Existem também outras coisas que podem ser feitas. Por exemplo, em anos de seca extrema, por que não ter um fundo emergencial climático?

Combater o fogo na floresta é muito mais caro e muito mais difícil do que prevenir o fogo na floresta. Se existe um fundo em todo ano é colocado uma soma de dinheiro, para que só seja acessado em anos de seca extrema para prevenir os incêndios florestais, isso vai evitar que a floresta queime. Se você está combatendo, é porque a floresta está pegando fogo, e o que é essencial é que ela nem chegue a pegar fogo.

A seca na Amazônia, na maior parte da bacia amazônica, vem no segundo semestre. E o fato desse ano ser de uma seca extrema já se sabia desde março e abril, quando todas as agências meteorológicas do mundo estavam divulgando que seria um ano de El Niño. Não sabíamos o quão forte seria, quais partes da bacia amazônica seriam as mais afetadas, mas a gente já sabia que seria um ano de seca extrema. Então, várias ações já poderiam ter sido tomadas desde então. 

E, por último, a gente tem que pensar na segurança alimentar dos povos amazônicos. Não podemos, de forma alguma, achar que uma moratória para o fogo é uma solução para os incêndios florestais na Amazônia.

Populações tradicionais, como populações indígenas, ribeirinhos, quilombolas, assentados da reforma agrária, todos esses povos utilizam do fogo para fazer o roçado, e não existe outra alternativa financeira para o roçado desses povos.

Não faz sentido colocar na conta desses povos a solução para o problema dos incêndios florestais, afinal as mudanças climáticas não foram causadas por esses mesmos povos. Então, quais outras alternativas para o uso do fogo no roçado? Uma delas seria, por exemplo, gerar uma bolsa defeso florestal.

Seria nos mesmos moldes de uma bolsa defeso que existe para pesca, em que durante alguns meses os pescadores não pescam certas espécies porque elas estão se reproduzindo. Aplicado, agora, no caso, para os anos de seca extrema. Então, esses pequenos agricultores, essas populações tradicionais aplicariam para uma bolsa, por exemplo, e o quanto de renda aquilo geraria. Assim, a pessoa receberia uma bolsa num valor pouco maior do que receberia pelo roçado, de forma a não utilizar o fogo, de forma a não colocar essas pessoas numa situação de insegurança alimentar. Porque só banir o fogo não vai adiantar nada, estaríamos apenas prejudicando as populações mais vulneráveis da Amazônia.

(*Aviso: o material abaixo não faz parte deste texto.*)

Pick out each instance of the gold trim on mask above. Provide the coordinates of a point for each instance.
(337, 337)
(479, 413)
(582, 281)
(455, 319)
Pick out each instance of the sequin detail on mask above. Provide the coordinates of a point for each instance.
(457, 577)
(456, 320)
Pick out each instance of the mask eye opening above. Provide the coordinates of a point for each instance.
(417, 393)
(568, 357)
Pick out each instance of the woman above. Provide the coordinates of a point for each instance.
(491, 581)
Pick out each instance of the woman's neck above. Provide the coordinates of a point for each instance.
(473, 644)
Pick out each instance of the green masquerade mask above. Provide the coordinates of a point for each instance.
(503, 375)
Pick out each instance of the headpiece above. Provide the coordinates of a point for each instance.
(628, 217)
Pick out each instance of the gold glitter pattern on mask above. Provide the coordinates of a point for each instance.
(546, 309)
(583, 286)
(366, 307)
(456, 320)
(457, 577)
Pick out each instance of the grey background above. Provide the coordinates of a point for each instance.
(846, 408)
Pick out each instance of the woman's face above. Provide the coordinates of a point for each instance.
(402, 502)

[Andrea Dip] Na sua avaliação, por que os incêndios florestais acabam não recebendo o destaque que merecem? O que falta para que esse senso de urgência seja despertado?

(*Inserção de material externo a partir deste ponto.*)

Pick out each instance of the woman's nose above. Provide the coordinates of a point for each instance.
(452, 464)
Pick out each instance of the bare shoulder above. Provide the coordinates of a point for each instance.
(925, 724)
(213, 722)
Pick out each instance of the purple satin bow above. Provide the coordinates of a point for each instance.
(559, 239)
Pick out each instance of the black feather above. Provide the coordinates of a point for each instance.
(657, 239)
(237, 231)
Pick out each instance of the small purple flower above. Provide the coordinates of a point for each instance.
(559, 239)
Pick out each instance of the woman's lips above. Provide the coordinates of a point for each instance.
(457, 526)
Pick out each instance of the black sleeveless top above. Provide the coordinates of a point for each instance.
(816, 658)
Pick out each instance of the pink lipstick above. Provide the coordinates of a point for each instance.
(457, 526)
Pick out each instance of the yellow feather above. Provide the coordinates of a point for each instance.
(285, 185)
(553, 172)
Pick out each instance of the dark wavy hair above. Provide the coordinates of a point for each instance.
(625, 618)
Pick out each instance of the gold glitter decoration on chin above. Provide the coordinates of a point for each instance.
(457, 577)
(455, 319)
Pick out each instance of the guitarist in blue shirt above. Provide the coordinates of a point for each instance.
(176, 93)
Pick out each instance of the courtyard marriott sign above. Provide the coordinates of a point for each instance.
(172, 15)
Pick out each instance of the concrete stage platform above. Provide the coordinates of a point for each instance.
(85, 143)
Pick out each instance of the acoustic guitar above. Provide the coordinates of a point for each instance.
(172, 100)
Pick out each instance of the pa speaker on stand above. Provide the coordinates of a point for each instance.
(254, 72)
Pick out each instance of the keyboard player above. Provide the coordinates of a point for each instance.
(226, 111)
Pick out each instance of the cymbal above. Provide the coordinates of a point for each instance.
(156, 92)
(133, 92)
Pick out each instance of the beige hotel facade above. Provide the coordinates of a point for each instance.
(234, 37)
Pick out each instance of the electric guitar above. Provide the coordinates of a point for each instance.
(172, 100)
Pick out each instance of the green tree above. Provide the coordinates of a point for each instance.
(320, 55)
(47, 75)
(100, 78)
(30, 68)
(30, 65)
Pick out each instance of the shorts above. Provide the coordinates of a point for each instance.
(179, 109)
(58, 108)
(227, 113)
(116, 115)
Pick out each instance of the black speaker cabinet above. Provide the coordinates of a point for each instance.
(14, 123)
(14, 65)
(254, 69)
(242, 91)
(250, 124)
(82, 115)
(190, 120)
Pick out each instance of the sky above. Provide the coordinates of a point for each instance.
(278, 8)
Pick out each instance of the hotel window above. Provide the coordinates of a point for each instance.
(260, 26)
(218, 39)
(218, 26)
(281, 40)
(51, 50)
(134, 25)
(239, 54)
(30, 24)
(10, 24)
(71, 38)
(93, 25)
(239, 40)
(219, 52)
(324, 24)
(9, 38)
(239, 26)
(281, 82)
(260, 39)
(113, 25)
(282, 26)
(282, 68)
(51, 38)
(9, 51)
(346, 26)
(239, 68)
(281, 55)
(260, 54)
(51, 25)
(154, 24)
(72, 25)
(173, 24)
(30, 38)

Os incêndios florestais realmente não recebem a atenção que merecem dada a magnitude do seu impacto e a extensão de florestas já afetadas. Por exemplo, se observarmos a bacia amazônica como um todo – composta pelos países que a compõem, como Brasil, Colômbia, Peru, Equador, Venezuela –, concluímos que 120 mil quilômetros quadrados de florestas em pé já queimaram.

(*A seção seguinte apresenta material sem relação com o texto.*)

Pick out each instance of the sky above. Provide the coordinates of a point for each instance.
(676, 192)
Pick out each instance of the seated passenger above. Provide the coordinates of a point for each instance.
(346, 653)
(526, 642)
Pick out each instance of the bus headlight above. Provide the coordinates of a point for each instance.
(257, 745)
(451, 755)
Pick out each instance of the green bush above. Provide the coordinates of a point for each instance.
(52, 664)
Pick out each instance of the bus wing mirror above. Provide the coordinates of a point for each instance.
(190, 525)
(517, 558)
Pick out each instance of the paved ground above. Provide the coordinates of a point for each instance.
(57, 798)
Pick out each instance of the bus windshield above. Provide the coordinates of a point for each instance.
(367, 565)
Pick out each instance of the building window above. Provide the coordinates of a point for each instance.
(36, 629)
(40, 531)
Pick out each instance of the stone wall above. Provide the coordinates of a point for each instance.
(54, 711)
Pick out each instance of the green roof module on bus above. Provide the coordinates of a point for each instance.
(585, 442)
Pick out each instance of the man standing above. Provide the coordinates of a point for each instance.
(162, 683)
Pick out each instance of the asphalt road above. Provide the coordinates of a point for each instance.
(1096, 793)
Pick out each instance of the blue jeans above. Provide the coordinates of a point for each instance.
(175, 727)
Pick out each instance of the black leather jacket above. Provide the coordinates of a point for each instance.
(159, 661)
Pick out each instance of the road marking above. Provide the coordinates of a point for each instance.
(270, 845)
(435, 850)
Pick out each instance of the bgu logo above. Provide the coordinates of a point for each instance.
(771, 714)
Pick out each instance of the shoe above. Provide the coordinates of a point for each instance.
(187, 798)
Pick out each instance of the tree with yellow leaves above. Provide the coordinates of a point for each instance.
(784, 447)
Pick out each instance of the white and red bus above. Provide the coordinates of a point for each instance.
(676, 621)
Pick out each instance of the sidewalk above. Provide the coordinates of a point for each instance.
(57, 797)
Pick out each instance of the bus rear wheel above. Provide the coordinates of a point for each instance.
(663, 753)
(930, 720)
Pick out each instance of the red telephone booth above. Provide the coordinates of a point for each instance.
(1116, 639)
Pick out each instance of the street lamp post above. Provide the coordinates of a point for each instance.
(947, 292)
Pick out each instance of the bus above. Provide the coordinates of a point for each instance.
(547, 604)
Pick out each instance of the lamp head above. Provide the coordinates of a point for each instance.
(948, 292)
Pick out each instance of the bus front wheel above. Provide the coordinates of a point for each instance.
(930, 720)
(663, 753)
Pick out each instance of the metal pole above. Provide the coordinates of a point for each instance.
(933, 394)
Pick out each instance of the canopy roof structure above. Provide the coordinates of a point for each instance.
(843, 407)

É um problema que precisa de soluções imediatamente, de uma gama de soluções, mas para isso esse problema precisa de protagonismo. Se a gente só discute esse problema quando chega uma seca extrema, ele vai continuar sendo negligenciado.

O tema precisa estar constantemente sendo pautado pelos órgãos que geram esses dados, para então receber não só a atenção necessária, mas também as soluções que já estão sendo desenvolvidas.